Un campo in cui si confrontano prospettive e difficoltà, come l'adeguamento alla trasformazione del sistema elettrico, l'evoluzione della normativa e del quadro regolatorio e il processo europeo di integrazione dei mercati, tutte nuove sfide per l'energia prodotta col vento.

GreenBiz.it ha tastato il polso dal vivo a Ecomondo, ascoltando il punto di vista di alcuni dei principali operatori del settore per capire che aria tira sul fronte dell'eolico.

Quali sono le sfide del settore sul lato della manutenzione? A rispondere a questa domanda ai nostri microfoni è stata Camilla Cozzi, responsabile commerciale service eolico di Siemens Italia: “Per gli operatori che lavorano in Italia e in Europa il focus è la ricerca di una strategia O&M di successo. I fattori chiave sono la scelta di una turbina affidabile, di un fornitore di servizi che dia tempi di risposta rapidi, che fornisca manutenzione preventiva e personale qualificato”.
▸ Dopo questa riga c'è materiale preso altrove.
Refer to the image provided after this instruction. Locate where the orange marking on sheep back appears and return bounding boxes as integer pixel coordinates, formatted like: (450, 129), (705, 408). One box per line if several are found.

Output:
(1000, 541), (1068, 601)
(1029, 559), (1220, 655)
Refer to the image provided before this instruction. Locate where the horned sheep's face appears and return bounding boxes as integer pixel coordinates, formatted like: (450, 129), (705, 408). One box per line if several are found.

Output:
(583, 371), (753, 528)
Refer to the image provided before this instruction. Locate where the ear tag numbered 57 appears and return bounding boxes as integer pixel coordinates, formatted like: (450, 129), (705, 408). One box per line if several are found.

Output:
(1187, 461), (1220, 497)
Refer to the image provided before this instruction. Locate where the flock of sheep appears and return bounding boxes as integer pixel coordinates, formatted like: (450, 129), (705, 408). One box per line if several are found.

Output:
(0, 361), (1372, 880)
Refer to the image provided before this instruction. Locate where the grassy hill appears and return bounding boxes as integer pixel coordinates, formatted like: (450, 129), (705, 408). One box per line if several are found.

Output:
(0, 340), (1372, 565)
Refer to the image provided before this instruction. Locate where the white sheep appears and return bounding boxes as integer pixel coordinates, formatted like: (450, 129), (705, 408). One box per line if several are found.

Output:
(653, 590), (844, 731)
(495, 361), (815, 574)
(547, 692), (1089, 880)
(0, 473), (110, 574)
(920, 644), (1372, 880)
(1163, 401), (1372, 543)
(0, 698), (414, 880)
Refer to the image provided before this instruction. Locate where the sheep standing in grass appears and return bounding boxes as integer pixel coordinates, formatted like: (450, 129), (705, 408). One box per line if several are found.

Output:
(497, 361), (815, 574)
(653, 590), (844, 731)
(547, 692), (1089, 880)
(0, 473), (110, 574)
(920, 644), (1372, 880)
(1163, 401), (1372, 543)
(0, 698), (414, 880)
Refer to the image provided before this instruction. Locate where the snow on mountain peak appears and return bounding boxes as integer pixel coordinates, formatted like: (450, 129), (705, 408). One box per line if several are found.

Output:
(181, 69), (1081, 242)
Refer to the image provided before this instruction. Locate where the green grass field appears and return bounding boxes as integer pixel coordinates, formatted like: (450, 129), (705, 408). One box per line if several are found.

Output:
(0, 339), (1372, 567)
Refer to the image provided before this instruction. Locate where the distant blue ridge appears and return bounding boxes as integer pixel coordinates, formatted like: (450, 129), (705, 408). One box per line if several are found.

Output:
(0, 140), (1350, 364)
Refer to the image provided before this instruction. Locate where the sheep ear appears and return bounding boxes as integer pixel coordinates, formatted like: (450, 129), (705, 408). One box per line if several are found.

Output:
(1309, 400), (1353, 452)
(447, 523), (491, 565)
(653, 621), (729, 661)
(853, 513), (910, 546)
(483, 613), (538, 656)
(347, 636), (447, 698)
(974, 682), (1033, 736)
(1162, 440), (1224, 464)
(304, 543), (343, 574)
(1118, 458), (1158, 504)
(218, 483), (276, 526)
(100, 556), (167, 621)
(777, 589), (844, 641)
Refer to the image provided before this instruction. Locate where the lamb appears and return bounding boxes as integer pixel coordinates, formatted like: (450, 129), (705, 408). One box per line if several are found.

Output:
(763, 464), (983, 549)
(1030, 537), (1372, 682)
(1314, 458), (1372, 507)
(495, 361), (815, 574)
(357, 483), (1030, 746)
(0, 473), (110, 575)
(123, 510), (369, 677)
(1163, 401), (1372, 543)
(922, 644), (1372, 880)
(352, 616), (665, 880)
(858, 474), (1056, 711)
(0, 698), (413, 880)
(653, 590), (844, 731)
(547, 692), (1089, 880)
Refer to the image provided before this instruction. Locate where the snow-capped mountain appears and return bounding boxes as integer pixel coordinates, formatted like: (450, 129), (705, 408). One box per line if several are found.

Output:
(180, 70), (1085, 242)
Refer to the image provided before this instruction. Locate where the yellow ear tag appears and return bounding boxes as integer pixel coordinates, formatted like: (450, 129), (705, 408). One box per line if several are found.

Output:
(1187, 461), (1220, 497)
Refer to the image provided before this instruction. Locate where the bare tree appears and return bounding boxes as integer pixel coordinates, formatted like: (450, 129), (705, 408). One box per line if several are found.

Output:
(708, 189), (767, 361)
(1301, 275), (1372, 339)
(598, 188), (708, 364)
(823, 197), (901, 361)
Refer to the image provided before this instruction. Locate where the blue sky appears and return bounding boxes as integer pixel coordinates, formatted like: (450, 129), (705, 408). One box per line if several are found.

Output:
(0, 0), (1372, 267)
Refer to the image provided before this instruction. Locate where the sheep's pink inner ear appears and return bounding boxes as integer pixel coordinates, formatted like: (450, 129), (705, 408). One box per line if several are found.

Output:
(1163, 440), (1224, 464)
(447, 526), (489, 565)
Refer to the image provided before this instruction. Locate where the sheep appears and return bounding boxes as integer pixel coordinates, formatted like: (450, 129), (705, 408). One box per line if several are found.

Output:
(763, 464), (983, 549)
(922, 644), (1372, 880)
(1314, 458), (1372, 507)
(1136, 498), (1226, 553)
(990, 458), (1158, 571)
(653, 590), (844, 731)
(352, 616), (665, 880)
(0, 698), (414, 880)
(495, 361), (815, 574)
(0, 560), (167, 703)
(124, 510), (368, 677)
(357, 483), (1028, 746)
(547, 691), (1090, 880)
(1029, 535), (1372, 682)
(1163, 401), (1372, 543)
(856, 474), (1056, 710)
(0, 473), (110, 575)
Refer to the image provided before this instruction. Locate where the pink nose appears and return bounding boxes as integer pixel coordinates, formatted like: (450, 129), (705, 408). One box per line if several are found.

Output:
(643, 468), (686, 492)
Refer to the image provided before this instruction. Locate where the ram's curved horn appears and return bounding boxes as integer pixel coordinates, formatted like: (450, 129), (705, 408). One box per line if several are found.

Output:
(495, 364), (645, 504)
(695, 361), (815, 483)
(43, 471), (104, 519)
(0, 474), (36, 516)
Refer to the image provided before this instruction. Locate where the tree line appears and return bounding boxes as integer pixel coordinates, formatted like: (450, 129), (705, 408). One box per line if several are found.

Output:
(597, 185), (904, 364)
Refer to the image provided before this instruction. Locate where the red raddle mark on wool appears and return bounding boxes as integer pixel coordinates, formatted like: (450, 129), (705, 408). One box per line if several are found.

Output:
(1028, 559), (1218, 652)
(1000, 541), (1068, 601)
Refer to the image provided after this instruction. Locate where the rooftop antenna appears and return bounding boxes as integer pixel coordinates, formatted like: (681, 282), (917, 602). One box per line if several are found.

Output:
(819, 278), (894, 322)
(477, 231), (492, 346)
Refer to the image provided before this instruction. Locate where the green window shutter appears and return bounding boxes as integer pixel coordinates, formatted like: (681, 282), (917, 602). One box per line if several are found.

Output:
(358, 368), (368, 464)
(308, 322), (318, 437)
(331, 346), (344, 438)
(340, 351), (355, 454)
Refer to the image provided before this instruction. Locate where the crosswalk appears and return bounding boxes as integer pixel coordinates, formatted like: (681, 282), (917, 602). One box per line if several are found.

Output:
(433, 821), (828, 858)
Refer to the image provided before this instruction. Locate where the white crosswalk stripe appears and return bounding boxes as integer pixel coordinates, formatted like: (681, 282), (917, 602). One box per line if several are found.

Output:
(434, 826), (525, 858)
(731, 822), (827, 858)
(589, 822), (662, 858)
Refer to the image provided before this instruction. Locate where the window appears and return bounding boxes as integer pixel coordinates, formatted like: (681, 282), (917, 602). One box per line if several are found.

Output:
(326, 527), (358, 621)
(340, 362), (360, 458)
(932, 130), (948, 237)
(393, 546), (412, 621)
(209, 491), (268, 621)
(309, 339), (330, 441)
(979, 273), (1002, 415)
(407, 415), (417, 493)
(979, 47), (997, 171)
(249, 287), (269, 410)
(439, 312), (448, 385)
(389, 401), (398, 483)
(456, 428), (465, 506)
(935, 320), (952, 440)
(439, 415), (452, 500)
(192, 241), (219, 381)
Per Marco Alessandri, di Tozzi Nord, "l'innovazione conta tanto. Tozzi Nord investe il 4% del proprio gruppo in Ricerca e Sviluppo quindi riteniamo la ricerca fondamentale e ci distinguiamo per questo. Quest'anno presentiamo a KeyEnergy una turbina da 60 kW con un diametro di rotore da 26 metri e l'altra novità è la curva di potenza certiticata della macchina che dà la miaura dell'affidabilità".